Como se não bastasse, precisamos aprender a pensar em tudo na vida do ponto de vista energético/espiritual também. Já passou o tempo em que apenas vivíamos um dia após o outro sem questionar o para além da matéria. O mundo físico coabita com o mundo energético e, ao praticar o sexo coletivo através das imagens de outras pessoas praticando sexo, estaremos abrindo uma brecha energética e atraindo espíritos viciados que compartilharão do momento de prazer, incitando a todos a continuar com a prática.

Também do ponto de vista energético, sabemos que incitar o chackra básico em demasia, desacelera a vibração do corpo físico, baixando consideravelmente as energias sutis, levando quem pratica a se misturar e atrair para si outras pessoas, encarnadas e desencarnadas de baixa vibração, desequilibrando completamente os chackras mais sutis, tirando muito de sua proteção espiritual, pois os seres de luz que nos acompanham terão muita dificuldade em lidar com sua vibração baixa, já que eles habitam outra sintonia. É como se você passasse a funcionar na franquência de rádio AM e os mentores só captam a frenquência FM.
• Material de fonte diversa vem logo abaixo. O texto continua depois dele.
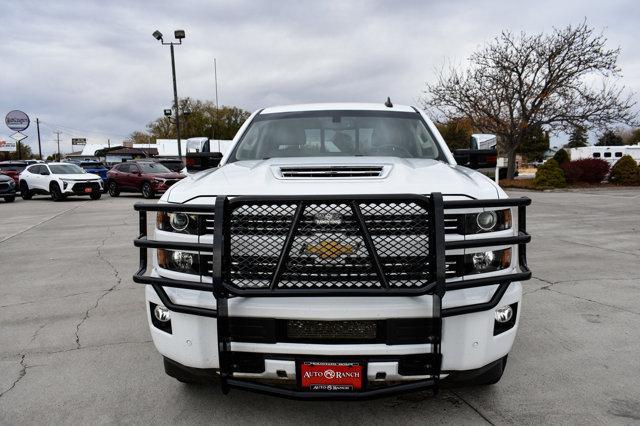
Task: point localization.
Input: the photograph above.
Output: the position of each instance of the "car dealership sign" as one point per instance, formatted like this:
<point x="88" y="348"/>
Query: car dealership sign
<point x="17" y="120"/>
<point x="7" y="145"/>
Sem proteção dos seres de luz estaremos à mercê dos de pouca luz, desencadeando uma onda de desencontros e “má sorte” na vida.

O sexo é um acúmulo da energia vibracional do corpo físico que tende a liberação. Freud nos diz que podemos sub limá-la através das obras que criamos e do trabalho que realizamos.

Desta forma, podemos e devemos sair do mundo da matéria densa em direção ao sutil, para que possamos dar continuidade ao processo evolutivo a passos mais largos que nossos irmãos ignorantes, rejeitando o senso comum que nos incita a alimentarmos nossa necessidade de prazer imediato e denso.